The link between human herpesvirus-6 (HHV-6) and other viruses and febrile convulsions (FC) in 65 children (mean age 18 months) with a first episode of simple FC (Group 1) compared to 24 children (mean age 19 months) with a febrile syndrome without FC (Group 2), was examined at the University of Modena, and the Civil Hospital of Sassuolo, Italy. HHV-6 was found in 23/65 of group 1 patients and 12/24 of group 2; adenoviruses in 9/65 of group 1 and in 0/24 of group 2. Of 35% FC cases testing positive for HHV-6,only 17% had the typical exanthema. In the HHV-6 infected group, children who developed FC had lower total immunoglobulins, especially IgM. Children with FC were more likely to have a family history of FC and circulating granulocytes. Of 57 patients followed for 2 years, 9 (15%) had a second FC, and HHV-6 reactivations were three times more frequent in this group. [1]

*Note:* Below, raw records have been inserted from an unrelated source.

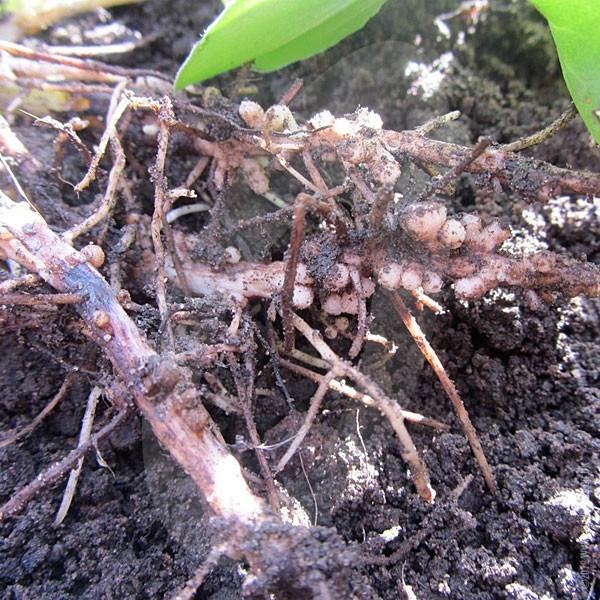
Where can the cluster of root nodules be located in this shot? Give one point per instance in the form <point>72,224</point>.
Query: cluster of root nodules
<point>352,230</point>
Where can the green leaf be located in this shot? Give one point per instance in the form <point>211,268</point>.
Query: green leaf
<point>272,33</point>
<point>575,26</point>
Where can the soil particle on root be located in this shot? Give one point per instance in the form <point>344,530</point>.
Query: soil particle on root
<point>529,378</point>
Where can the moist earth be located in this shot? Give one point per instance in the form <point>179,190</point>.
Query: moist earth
<point>529,378</point>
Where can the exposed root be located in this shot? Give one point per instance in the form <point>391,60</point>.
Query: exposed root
<point>84,436</point>
<point>287,290</point>
<point>57,470</point>
<point>313,409</point>
<point>12,437</point>
<point>461,412</point>
<point>354,394</point>
<point>388,407</point>
<point>161,389</point>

COMMENT. The authors speculate that several viruses, especially HHV-6, may be implicated in causation of febrile convulsions in two thirds of cases, and may be reactivated to induce recurrences. The heredity factor is also important, involving a reduced immune response to viral infection in susceptible children. Those who develop FC with HHV-6 infection have a marked granulocytosis and reduced immunoglobulins, IgA and IgM. The influence of enhanced cytokine production in FC is unproven.

Febrile seizures caused by fever induced by HHV-6 infection and roseola are not always simple in type. They are frequently prolonged, recurrent, and complex, and sometimes a manifestation of encephalitis or encephalopathy. For additional reports of HHV-6 infection and febrile seizures, see Ped Neur Briefs Sept 1994, and Progress in Pediatric Neurology II, 1994:410-411.

Iron deficiency anemia and febrile convulsions are linked in a study from the University of Naples, Italy [2]. Anemia (Hgb <105 g/l, serum iron <5.4 mcmol/1) occurred in 30% of FC cases compared to 10% in the non-FC control population. Iron deficiency anemia has also been associated with a case of reversible focal neurologic deficits, and with breath-holding spells. (Progress in Pediatric Neurology I, 1991:397-398).